Abstract

We study the Borsuk-Ulam theorem for triple (M, τ, ℝ ⁿ ), where M is a compact, connected, 3-manifold equipped with a fixed-point-free involution τ. The largest value of n for which the Borsuk-Ulam theorem holds is called the ℤ₂-index and in our case it takes value 1, 2 or 3. We fully discuss this index according to cohomological operations applied on the characteristic class x ∈ H ¹ (N, ℤ₂), where N = M/τ is the orbit space. In the oriented case, we obtain an expression of the index from the linking matrix of a surgery presentation of the orbit space.

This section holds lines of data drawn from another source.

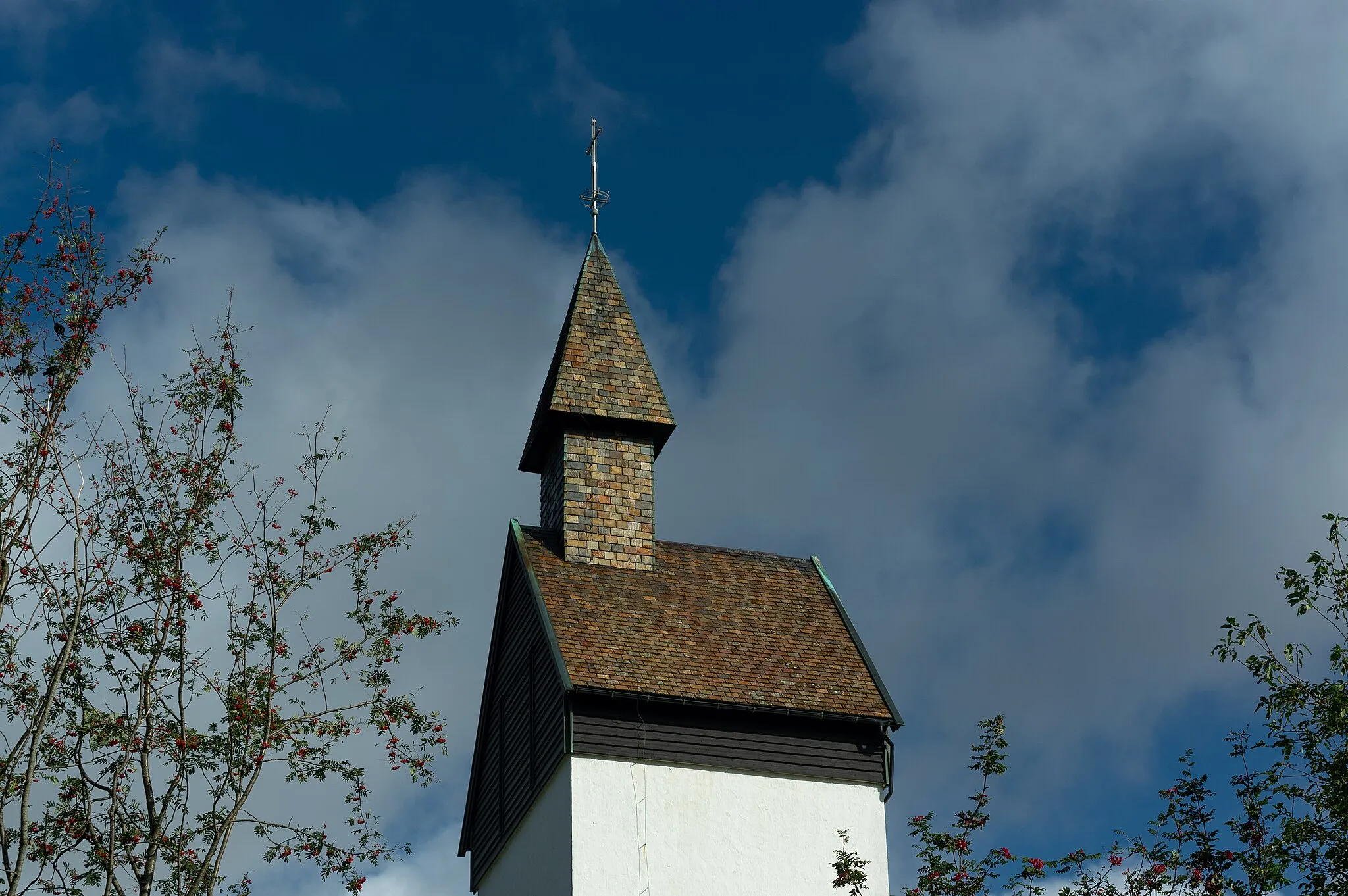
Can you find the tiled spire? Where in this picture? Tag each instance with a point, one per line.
(600, 424)
(600, 374)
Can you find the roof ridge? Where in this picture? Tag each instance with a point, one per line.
(696, 546)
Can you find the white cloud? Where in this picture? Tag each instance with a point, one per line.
(29, 120)
(174, 77)
(1022, 523)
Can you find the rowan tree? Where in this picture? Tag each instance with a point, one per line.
(154, 662)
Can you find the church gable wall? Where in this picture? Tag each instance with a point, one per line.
(523, 721)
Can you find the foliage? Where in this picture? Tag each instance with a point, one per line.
(155, 668)
(848, 868)
(948, 864)
(1292, 785)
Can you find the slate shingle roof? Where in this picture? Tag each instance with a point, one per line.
(600, 370)
(710, 624)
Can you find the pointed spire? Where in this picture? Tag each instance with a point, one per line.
(600, 376)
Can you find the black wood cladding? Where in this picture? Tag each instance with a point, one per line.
(728, 737)
(523, 722)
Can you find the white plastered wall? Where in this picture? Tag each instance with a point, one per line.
(607, 828)
(643, 829)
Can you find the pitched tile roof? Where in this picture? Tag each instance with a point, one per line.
(600, 368)
(710, 624)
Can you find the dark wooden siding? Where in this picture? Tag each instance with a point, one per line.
(729, 737)
(522, 728)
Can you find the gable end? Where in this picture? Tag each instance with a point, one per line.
(522, 722)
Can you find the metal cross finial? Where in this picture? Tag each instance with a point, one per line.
(596, 197)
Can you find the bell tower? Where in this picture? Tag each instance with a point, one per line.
(660, 718)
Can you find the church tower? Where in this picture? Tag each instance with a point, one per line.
(660, 718)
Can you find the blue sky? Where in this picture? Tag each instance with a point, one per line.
(1025, 320)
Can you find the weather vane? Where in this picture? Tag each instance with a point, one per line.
(596, 197)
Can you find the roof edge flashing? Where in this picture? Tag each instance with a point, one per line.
(553, 646)
(856, 640)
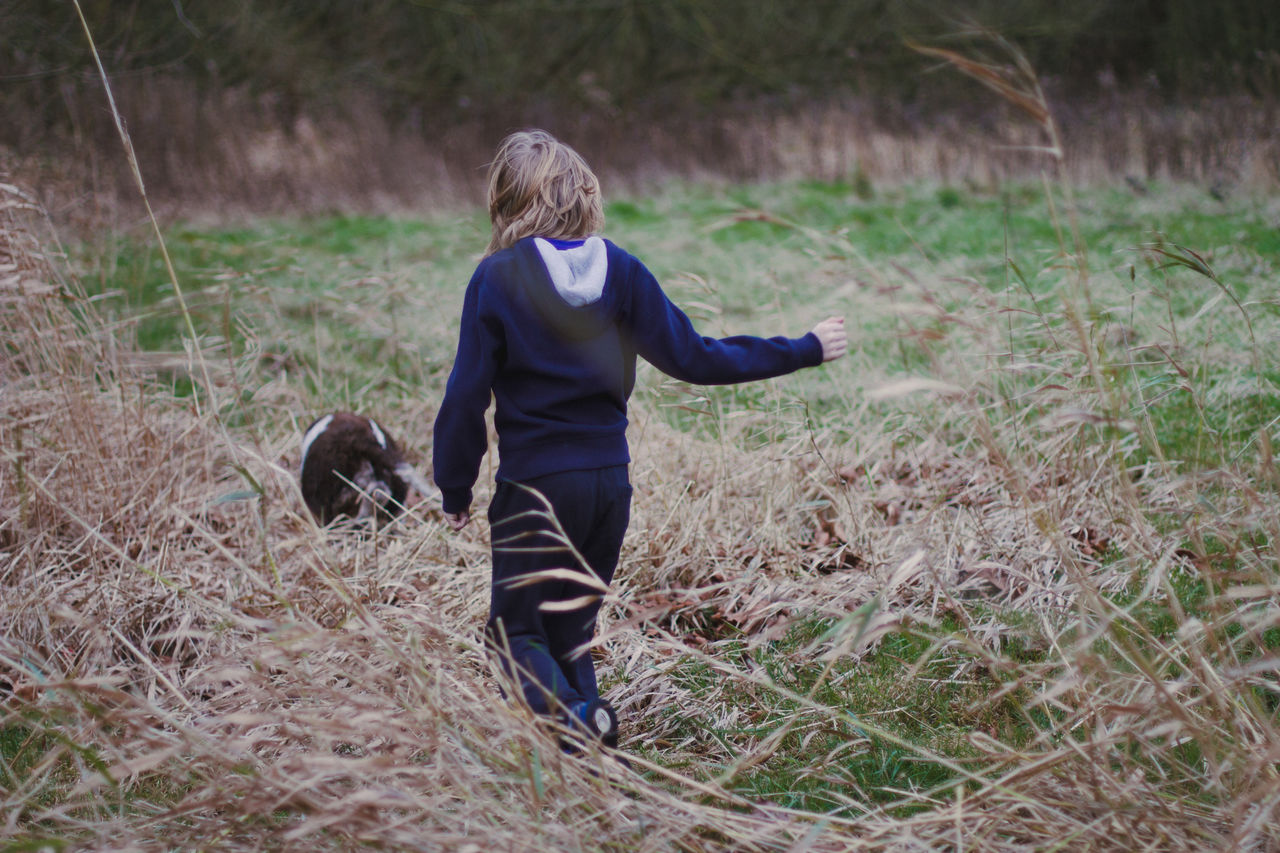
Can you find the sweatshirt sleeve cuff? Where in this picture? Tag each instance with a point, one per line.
(456, 501)
(810, 350)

We illustrate our results with examples, including a non orientable one.

摘要

我们研究三重（M，τ，ⁿ）的Borsuk-Ulam定理，其中M是一个紧凑的，连通的，具有无定点对合τ的3流形。的最大价值ñ为其博苏克-乌拉姆定理成立被称为ℤ ₂ -index并在我们的情况下，它取值1，2或3，根据同调的操作，我们充分讨论这个指标应用在特色班X ∈ ^ h ¹（ñ，ℤ ₂），其中ñ =中号/ τ 是轨道空间。在定向情况下，我们从眼眶空间的手术表现的链接矩阵中获得索引的表达式。我们通过示例来说明我们的结果，包括一个不可定向的示例。